Quoi de mieux que le portrait d’un cinéphile passionné, acquis corps et âme au Septième Art ? Que cette tâche soit entreprise par un autre homme de cinéma, ami proche de son sujet précisément grâce à leur amour commun et sans limite du cinéma. De ce point de vue-là, l’hommage posthume que Thierry Frémaux rend à son mentor, quelques mois à peine après sa disparition, devrait être une déclaration d’amour galvanisante pour tout lecteur ayant tant soit peu la cinéphilie dans le sang.

Et effectivement, certains éléments de Si nous avions su que nous l’aimions tant, nous l’aurions aimé davantage permettent de prendre la mesure de la boulimie de visionnage et de vulgarisation qui était en quelque sorte la partie cachée de l’iceberg Bertrand Tavernier, pendant un demi-siècle une figure incontournable dans le paysage cinématographique français, voire mondial.

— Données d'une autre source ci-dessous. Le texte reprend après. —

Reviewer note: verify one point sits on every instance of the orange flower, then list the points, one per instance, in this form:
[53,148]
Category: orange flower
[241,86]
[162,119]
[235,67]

Dans la transmission de cette euphorie incessante, de cette curiosité jamais à court de pistes à explorer, l’essai du directeur de l’Institut Lumière et accessoirement délégué général du Festival de Cannes remplit entièrement sa vocation première.

C’est du côté de ce qu’on hésite un peu à appeler la valeur ajoutée de cet ouvrage, clairement conçu tel un récit révérencieux, que les choses se gâtent légèrement. Bien sûr, l’auteur ne prétend à aucun moment écrire la biographie définitive du réalisateur de L’Horloger de Saint-Paul, ni à révéler les détails intimes d’une relation basée essentiellement sur une belle synergie en faveur de la promotion du cinéma d’hier et d’aujourd’hui. Il s’agit davantage ici du compte-rendu à sens unique, forcément subjectif, forcément partiel, d’une amitié fusionnelle, stoppée net par la disparition de Tavernier. Et si Thierry Frémaux ne cherche guère à occulter la nature envahissante de son ami, toujours prêt à disserter longuement sur des cinéastes oubliés par tout le monde, sauf par lui, il fournit en même temps quelques timides explications sur les raisons psychologiques de ce comportement expansif.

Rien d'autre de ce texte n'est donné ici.